High education: What do you mean by this? Do you want everyone to have degree, or just make it more affordable or free?
True freedom to make your life what you want it to be. -To be far away from the current standard of simply making a living and surviving while the rich get richer.
Well, if you want to become a hermit or a nomad there's nothing really to stop you so I don't see a problem there. The issue with the rich getting richer is that it takes money to make money. So what exactly do we do about that? Get too heavily into wealth redistribution and people no longer have the incentive to strive so hard, then everyone is poor... communism is a dismal failure on anything but a tribal level. The point of working hard is, after all, to gain something from your labor.
You claim that no 2 people think the same. OK what is your point? What are you getting at? What are you proposing?
I thought it was quite clear; no matter what you do there will always be some amount of strife, poverty, crime, etc.
The object of the progressive city is to allow people to be free and be different without persecution for their freedom or oppression.
An entirely different arena.
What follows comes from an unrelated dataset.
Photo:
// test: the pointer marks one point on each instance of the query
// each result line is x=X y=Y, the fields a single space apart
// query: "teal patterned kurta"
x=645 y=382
I've no ideas for you here. How are you going to change people so that they think and behave differently?
The design cannot please those that want suffering, distress, oppression, pollution, persecution, etc. on a mass scale.
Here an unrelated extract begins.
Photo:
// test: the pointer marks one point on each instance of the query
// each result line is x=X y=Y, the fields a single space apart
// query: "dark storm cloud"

Seems to me that these are fairly rare already. The problem is that what is a worthy goal to one person is oppression to another. When such incompatible perspectives translate onto a cultural level we get warfare.
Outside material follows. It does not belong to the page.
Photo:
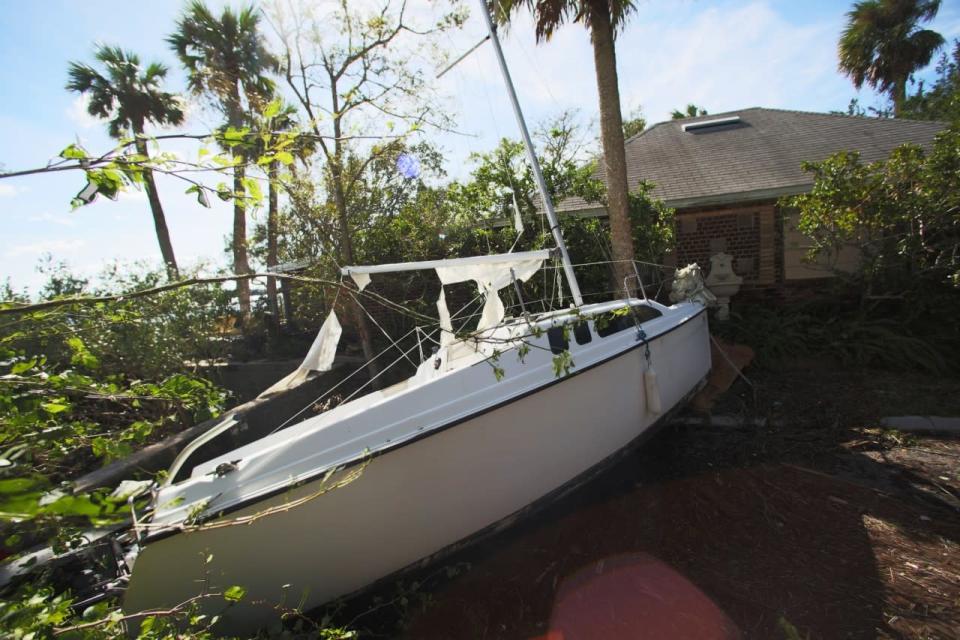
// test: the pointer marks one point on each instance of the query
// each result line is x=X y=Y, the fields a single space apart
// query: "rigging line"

In our current world that you treasure so much, people do not have the choices. Choices are made for them by the rich - by those in control.
Please elaborate. Are you referring to corporations or governments? Or do you mean simply the "rich"? How and where exactly are they making choices for the rest of us?
Wrong. People mostly do not get what they want and what they deserve. Only very few people control and consume almost all of the resources.
Yes, they do. For instance, when living under an oppressive government one can either accept it or rebel against it. If working for a dictatorial boss, one can quit. When electing officials one can tote a party line or one can try and break up the vote. Nations do not have to sell their resources to other nations, they can keep them. Trouble is that poorer (typically smaller) countries do not have a surfeit of resources. If they're lucky they have something they can sell to obtain resources they are lacking. I suppose we could try to tear down nationalism and install a global government but you'd still wind up with discrepancies; it'd just be on a different scale. Another option is for people to move to where the opportunities are but that's a bit more complex when you're talking about moving from Somalia to Rome instead of from the farm in Iowa to St. Louis.
Reason? Oppression, persecution, lack of freedom, conformity to an ineffective standard, desperation
Well then kudos to Bush for topping a dictatorial regime and attempting to install a democracy... or what?
all the things you are so desperate to cling on to like any docile slave, all the things I am proposing we find solutions for instead of accepting.
Well then by all means get to it. I'd like to hear something more than your sophomoric pontification.